¡Cuánta
miseria! ¡Cuántas ofensas! Las mías, las tuyas, las de la humanidad entera…
Nací como todos los hombres, manchado con la culpa de nuestros primeros padres.
Después, mis pecados: rebeldías pensadas, deseadas y cometidas…
Para
purificarnos de ésta podredumbre, Jesús quiso humillarse y tomar la forma de
siervo, encarnándose en las entrañas sin mancha de Nuestra Señora, su Madre, y
Madre tuya y mía. Pasó treinta años de oscuridad, trabajando como uno de
tantos, junto a José. Predicó, hizo milagros… Y nosotros le pagamos con una
Cruz.
¿Necesitas
más razones para la contrición, el arrepentimiento?
Apenas
se ha levantado Jesús de su primera caída, cuando encuentra a su Madre
Santísima, junto al camino por donde Él pasa.
Con
inmenso Amor, mira María a Jesús, y Jesús mira a su Madre; sus ojos se
encuentran, y cada corazón vierte en el otro su propio dolor.
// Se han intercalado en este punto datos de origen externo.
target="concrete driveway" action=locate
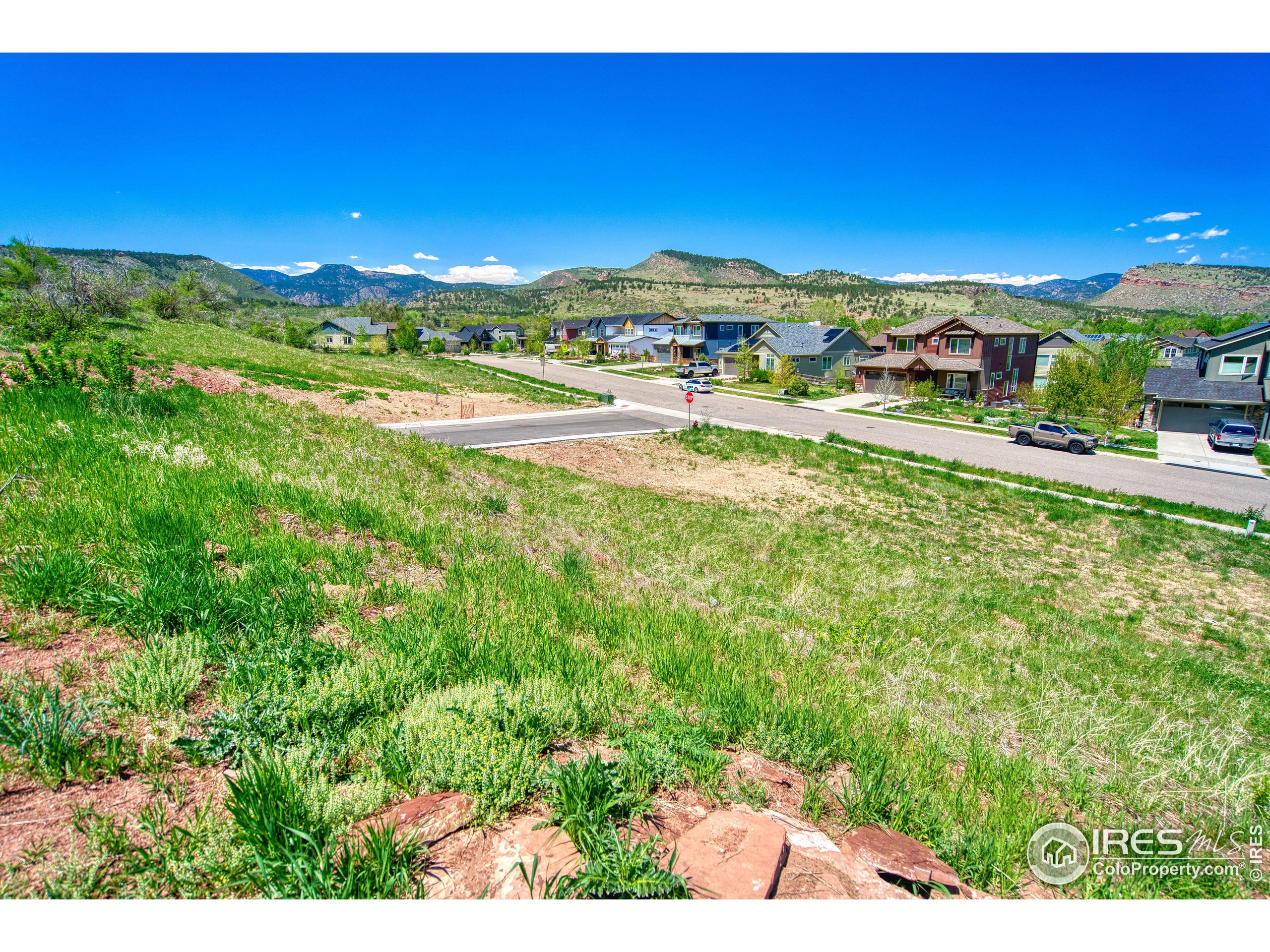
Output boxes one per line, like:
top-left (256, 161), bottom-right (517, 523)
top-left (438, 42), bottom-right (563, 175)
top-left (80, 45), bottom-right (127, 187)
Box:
top-left (1156, 431), bottom-right (1265, 480)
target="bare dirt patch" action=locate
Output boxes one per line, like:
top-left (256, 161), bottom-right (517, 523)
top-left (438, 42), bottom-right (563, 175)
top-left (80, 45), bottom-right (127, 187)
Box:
top-left (172, 363), bottom-right (579, 424)
top-left (490, 435), bottom-right (853, 514)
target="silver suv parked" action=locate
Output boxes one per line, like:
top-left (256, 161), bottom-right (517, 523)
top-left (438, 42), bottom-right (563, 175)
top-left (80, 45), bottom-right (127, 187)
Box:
top-left (1208, 419), bottom-right (1257, 453)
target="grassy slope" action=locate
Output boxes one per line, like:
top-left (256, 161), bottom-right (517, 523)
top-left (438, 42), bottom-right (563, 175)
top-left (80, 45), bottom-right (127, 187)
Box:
top-left (0, 378), bottom-right (1270, 895)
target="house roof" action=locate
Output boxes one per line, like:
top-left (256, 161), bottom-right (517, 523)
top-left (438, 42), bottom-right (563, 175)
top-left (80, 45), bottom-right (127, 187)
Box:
top-left (321, 317), bottom-right (388, 338)
top-left (887, 313), bottom-right (1040, 338)
top-left (1195, 321), bottom-right (1270, 351)
top-left (1142, 367), bottom-right (1266, 404)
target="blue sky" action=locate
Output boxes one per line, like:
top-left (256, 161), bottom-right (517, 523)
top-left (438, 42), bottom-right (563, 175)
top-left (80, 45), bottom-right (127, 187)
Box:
top-left (0, 55), bottom-right (1270, 281)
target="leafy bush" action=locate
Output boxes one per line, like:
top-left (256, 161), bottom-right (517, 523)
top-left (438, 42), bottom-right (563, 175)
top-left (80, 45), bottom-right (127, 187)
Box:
top-left (403, 678), bottom-right (585, 818)
top-left (111, 635), bottom-right (204, 714)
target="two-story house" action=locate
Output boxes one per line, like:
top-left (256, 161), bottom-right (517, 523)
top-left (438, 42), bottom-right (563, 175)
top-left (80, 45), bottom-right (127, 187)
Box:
top-left (719, 321), bottom-right (874, 381)
top-left (855, 315), bottom-right (1040, 401)
top-left (1142, 321), bottom-right (1270, 439)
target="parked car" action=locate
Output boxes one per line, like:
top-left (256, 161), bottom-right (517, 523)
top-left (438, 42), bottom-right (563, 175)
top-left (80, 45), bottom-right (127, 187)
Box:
top-left (674, 360), bottom-right (719, 377)
top-left (1208, 419), bottom-right (1257, 453)
top-left (1010, 420), bottom-right (1098, 454)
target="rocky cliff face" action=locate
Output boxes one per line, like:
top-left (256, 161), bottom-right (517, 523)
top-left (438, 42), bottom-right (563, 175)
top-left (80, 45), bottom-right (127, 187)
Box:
top-left (1089, 263), bottom-right (1270, 315)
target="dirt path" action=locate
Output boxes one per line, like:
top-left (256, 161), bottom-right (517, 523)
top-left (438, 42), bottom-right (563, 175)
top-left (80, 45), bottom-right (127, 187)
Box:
top-left (172, 363), bottom-right (579, 422)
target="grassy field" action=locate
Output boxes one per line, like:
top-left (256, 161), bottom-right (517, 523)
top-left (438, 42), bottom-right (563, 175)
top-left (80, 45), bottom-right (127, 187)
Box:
top-left (0, 375), bottom-right (1270, 896)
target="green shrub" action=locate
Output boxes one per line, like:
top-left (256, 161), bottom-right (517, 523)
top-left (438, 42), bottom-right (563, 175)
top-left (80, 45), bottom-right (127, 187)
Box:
top-left (403, 678), bottom-right (585, 818)
top-left (225, 757), bottom-right (419, 898)
top-left (111, 635), bottom-right (204, 714)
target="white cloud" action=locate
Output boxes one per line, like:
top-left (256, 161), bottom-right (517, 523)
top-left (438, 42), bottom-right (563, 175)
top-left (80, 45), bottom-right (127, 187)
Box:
top-left (882, 272), bottom-right (1063, 287)
top-left (1142, 212), bottom-right (1199, 225)
top-left (428, 264), bottom-right (526, 284)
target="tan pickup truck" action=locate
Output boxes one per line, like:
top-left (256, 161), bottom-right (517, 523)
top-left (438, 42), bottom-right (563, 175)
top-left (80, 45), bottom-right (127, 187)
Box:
top-left (1010, 420), bottom-right (1098, 454)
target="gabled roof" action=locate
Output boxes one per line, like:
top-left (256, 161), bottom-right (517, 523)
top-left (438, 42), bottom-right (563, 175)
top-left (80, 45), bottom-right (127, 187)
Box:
top-left (1142, 367), bottom-right (1266, 404)
top-left (1195, 321), bottom-right (1270, 351)
top-left (887, 313), bottom-right (1040, 338)
top-left (322, 317), bottom-right (388, 338)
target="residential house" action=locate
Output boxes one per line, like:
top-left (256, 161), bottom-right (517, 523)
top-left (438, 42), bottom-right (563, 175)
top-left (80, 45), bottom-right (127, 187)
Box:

El alma de María
queda anegada en la amargura, en la amargura de Jesucristo. “Todos ustedes que
pasan por el camino, miren y observen si hay dolor semejante al que me
atormenta, con el que Yavé me ha herido en el día de su ardiente cólera”. (Lam
1: 12) Pero nadie se da cuenta, nadie se fija; sólo Jesús.
Se
ha cumplido la profecía de Simeón: “y a ti misma una espada te atravesará el
alma. Pero en eso los hombres mostrarán claramente lo que sienten en sus
corazones”. (Lc 2: 35)
En
la oscura soledad de la Pasión, Nuestra Señora ofrece a su Hijo un bálsamo de
ternura, de unión, de fidelidad, un sí a la Voluntad divina. De la mano de
María, tú y yo, queremos consolar a Jesús, aceptando siempre y en todo, la
Voluntad de su Padre, de nuestro Padre. Sólo así gustaremos de la dulzura de la
Cruz de Cristo, y la abrazaremos con la fuerza del Amor, llevándola en triunfo
por todos los caminos de la tierra.
Ha
esperado Jesús éste encuentro con su Madre. ¡Cuántos recuerdos de infancia!:
Belén, el lejano Egipto, la aldea de Nazaret. Ahora, también la quiere junto a
sí en el Calvario.
¡La
necesitamos! En la oscuridad de la noche, cuando un niño pequeño tiene miedo,
grita: ¡mamá! Así, yo tengo que clamar muchas veces con el corazón: ¡Madre!
¡mamá! no me dejes.
¿Qué
hombre no lloraría si viera a la Madre de Jesús en tan atroz suplicio? Su Hijo
herido, sufriendo, sin fuerzas… Y nosotros lejos, cobardes, resistiéndonos a la
Voluntad divina.
Madre
y Señora mía, enséñame a pronunciar un sí que, como el tuyo, se identifique con
el clamor de Jesús ante su Padre: “Padre, si quieres, aparta de mí ésta prueba,
que no se haga mi voluntad, sino la tuya”. (Lc 22: 42) Madre, ayúdame a cargar
la Cruz del deber, de las humillaciones, de las incomprensiones, del fracaso
aparente. Haz que como Tú, pueda abandonarme a la Voluntad del Padre, sin
rebeldías, aceptando y viviendo el dolor, encausando la frustración de no poder
evitar que se siga castigando e hiriendo a Cristo, en cada día de nuestra
existencia.
Hasta
llegar al abandono hay un poquito de camino por recorrer. Si aún no lo has
conseguido, no te preocupes, sigue esforzándote. Llegará un día en que no verás
otro camino más que el de Jesús, de su Madre Santísima, y del Espíritu.
Si
somos almas de Fe, a los sucesos de ésta vida, le otorgamos una importancia
relativa, como se la dieron los santos… El Señor y su Madre no nos dejan y, siempre
que sea necesario, se harán presentes para llenar de paz y de seguridad el
corazón de los suyos, sus seguidores.